My Mum is 87 years old. I know her time is coming sooner rather than later. And I also know that no matter how much one prepares oneself that one is never ready for the death of a parent.
I am 60 years old. In my 61st journey around the sun on this little rock we call home. And my body is letting me know that I am closer to the end than the beginning. If things go right I have between 20 and 30 years left.
I say all this to say that something I heard years ago, "We are all going to die, yet no one believes it", is so very true. And even though we know our loved ones and friends are going to die we do not believe that either.
Humanity has spent it's entire history trying to make death less scary. We invented realms and stories to make it more paletable. We Believe in Heaven and Hell to believe that their is a life after we die and that we can be worthy of Heaven while those we judge are worthy of Hell.
We have also set up many elaborite rituals around death for those who are affected by the death of someone. We call them funerals. Some ancient peoples just left their dead outside to be eaten by animals. Some created elaborate ceromonies where they burned the bodies. Others mummified bodies for tombs. And many others.
And in all of these things the people left behind tried to tell themselves that their loved ones were in a place where they would wait for the rest to join them.

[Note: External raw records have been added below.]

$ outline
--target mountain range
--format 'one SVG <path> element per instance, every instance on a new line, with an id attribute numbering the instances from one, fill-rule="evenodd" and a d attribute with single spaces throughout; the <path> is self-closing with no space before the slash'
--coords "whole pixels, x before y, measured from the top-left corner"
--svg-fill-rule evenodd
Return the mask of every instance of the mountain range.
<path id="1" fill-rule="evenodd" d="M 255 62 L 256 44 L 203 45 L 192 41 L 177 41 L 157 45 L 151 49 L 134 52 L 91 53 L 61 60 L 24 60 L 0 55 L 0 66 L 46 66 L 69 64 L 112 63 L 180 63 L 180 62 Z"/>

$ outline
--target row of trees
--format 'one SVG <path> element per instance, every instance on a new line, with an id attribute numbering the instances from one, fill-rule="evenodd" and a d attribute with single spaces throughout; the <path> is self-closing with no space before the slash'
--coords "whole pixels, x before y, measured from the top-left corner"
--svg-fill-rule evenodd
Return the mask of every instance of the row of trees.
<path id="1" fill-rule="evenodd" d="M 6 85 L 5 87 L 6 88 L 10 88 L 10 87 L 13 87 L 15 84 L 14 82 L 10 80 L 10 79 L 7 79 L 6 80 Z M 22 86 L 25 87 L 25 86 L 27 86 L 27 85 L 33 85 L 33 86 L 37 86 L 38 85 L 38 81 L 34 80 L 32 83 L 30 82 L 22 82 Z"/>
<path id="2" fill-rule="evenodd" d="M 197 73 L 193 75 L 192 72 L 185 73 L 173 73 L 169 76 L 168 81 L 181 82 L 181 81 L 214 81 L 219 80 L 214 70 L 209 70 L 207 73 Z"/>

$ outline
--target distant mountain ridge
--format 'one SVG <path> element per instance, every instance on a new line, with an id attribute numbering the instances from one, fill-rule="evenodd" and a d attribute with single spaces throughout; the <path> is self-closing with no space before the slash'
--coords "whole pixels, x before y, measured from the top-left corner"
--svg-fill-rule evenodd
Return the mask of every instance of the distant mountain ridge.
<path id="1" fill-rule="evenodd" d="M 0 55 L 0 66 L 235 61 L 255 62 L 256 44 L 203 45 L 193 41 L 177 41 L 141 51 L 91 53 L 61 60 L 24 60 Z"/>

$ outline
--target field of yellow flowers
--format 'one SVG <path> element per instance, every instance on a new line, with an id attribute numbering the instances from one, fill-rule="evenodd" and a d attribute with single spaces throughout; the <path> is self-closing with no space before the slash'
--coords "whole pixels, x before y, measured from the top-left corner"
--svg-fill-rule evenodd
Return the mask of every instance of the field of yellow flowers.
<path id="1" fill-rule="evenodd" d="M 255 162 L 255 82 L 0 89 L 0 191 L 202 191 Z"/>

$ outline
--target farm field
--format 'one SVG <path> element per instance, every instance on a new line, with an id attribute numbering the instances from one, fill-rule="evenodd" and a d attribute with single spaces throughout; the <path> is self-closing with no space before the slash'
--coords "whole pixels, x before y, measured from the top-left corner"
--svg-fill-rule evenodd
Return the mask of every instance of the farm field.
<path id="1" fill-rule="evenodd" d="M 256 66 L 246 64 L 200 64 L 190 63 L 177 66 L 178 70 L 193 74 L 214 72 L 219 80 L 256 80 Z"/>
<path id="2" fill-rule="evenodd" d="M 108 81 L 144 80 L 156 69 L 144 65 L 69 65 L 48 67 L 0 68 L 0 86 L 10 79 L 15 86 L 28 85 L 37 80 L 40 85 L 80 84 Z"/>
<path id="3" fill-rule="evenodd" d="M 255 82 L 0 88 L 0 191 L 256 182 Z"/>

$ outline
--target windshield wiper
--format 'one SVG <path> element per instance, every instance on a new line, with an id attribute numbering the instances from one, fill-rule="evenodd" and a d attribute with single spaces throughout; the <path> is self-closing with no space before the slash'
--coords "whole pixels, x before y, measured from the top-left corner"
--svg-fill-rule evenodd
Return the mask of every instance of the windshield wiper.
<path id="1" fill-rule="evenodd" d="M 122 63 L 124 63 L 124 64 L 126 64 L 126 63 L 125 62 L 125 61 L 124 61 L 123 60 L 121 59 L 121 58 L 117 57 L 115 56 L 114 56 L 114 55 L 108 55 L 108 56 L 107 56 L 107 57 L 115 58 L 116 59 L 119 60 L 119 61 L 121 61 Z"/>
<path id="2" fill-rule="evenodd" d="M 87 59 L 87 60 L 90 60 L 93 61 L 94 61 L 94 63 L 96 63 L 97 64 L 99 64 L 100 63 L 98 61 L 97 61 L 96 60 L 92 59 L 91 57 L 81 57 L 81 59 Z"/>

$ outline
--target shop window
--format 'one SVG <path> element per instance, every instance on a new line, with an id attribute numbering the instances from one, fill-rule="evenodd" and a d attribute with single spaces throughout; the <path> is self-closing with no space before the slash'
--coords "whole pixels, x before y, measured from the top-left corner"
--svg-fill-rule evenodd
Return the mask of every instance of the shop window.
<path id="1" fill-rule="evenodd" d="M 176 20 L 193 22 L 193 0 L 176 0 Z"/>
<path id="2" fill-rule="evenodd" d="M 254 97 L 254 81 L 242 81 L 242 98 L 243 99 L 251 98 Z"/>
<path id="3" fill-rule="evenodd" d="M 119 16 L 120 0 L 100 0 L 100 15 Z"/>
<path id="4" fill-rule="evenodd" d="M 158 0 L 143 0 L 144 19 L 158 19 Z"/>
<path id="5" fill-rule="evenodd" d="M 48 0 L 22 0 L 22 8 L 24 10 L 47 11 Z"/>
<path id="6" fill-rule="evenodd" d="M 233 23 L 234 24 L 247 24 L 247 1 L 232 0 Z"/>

All this because our real fear, the one we cannot even acknowledge to ourselves, is the fear of losing our ID, our Identity, the whatever it is that we think makes each of us US.
So we have created the Afterlife, Transmigration of Souls, Reincarnation, etc. Anything that we can so that we can hold on to the idea that is the Self.
At the end of the day we Know that we are the Center of the Universe anf the idea of a Universe existing without our SELF being at the center of it is just to damn scary.
So everything we do around the idea of death is driven by our Fear. Our fear that we will no longer exist. That the Universe will be able to keep going quite fine without us. That we are merely a small and temperary piece of a much larger organism.
So, whether it is the Death of a situation, the death of a relationship, the death of an idea, the death of an aquaintence, the death of a loved one, Death itself scares us. Because that is the ultimate place of Powerlessness for us. We cannot stop death. Even though we try. We cannot bargain with death, so we created this God thing and try to bargain with it.
And it is all driven by fear. The fear that WE are not really that important and that we will be gone once this body dies and within a few years everyone that knew us will be gone and then we will truly be gone.
So what would happen if we, Human Beings, gave up our Fear of Death? Our Fear of not Being after this body is finished. Our Fear of each other and everything?
I do not know kinfolk. What I do know is that we and the Universe would be a much better place for us and everyone else.